GeneticCode¶
- class GeneticCode(code_sequence, ID=None, name=None, start_codon_sequence=None)¶
Holds codon to amino acid mapping, and vice versa.
Use the get_code() function to get one of the included code instances. These are created as follows.
>>> code_sequence = 'FFLLSSSSYY**CC*WLLLLPPPPHHQQRRRRIIIMTTTTNNKKSSRRVVVVAAAADDEEGGGG' >>> gc = GeneticCode(code_sequence) >>> sgc['UUU'] == 'F' >>> sgc['TTT'] == 'F' >>> sgc['F'] == ['TTT', 'TTC'] #in arbitrary order >>> sgc['*'] == ['TAA', 'TAG', 'TGA'] #in arbitrary order
code_sequence : 64 character string containing NCBI genetic code translation
GeneticCode is immutable once created.
- property blocks¶
Returns list of lists of codon blocks in the genetic code.
- A codon block can be:
a quartet, if all 4 XYn codons have the same amino acid.
a doublet, if XYt and XYc or XYa and XYg have the same aa.
a singlet, otherwise.
Returns a list of the quartets, doublets, and singlets in the order UUU -> GGG.

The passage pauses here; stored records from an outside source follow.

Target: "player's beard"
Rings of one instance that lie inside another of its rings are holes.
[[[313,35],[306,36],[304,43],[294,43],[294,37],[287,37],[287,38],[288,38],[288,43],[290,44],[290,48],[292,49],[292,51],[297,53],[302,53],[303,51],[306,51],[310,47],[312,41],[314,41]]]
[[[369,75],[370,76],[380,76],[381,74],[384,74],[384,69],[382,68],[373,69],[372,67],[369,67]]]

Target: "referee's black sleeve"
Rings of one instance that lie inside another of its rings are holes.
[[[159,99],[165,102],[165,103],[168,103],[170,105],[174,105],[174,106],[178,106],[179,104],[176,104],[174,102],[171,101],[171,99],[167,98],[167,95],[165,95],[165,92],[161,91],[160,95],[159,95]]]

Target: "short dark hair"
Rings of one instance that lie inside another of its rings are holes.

Note that a doublet cannot span the purine/pyrimidine boundary, and a quartet cannot span the boundary between two codon blocks whose first two bases differ.
- changes(other)¶
Returns dict of {codon:’XY’} for codons that differ.
X is the string representation of the amino acid in self, Y is the string representation of the amino acid in other. Always returns a 2-character string.
- get_stop_indices(dna, start=0)¶
returns indexes for stop codons in the specified frame
- is_start(codon)¶
Returns True if codon is a start codon, False otherwise.
- is_stop(codon)¶
Returns True if codon is a stop codon, False otherwise.
- sixframes(dna)¶
Returns six-frame translation as dict containing {frame:translation}
- to_regex(seq)¶
returns a regex pattern with an amino acid expanded to its codon set
- Parameters:
seq – a Sequence or string of amino acids
- to_table()¶
returns aa to codon mapping as a cogent3 Table
- translate(dna, start=0)¶
Translates DNA to protein with current GeneticCode.
- Parameters:
dna (str) – a string of nucleotides
start (int) – position to begin translation (used to implement frames)
- Returns:
String containing amino acid sequence. Translates the entire sequence.
It is the caller’s responsibility to find open reading frames.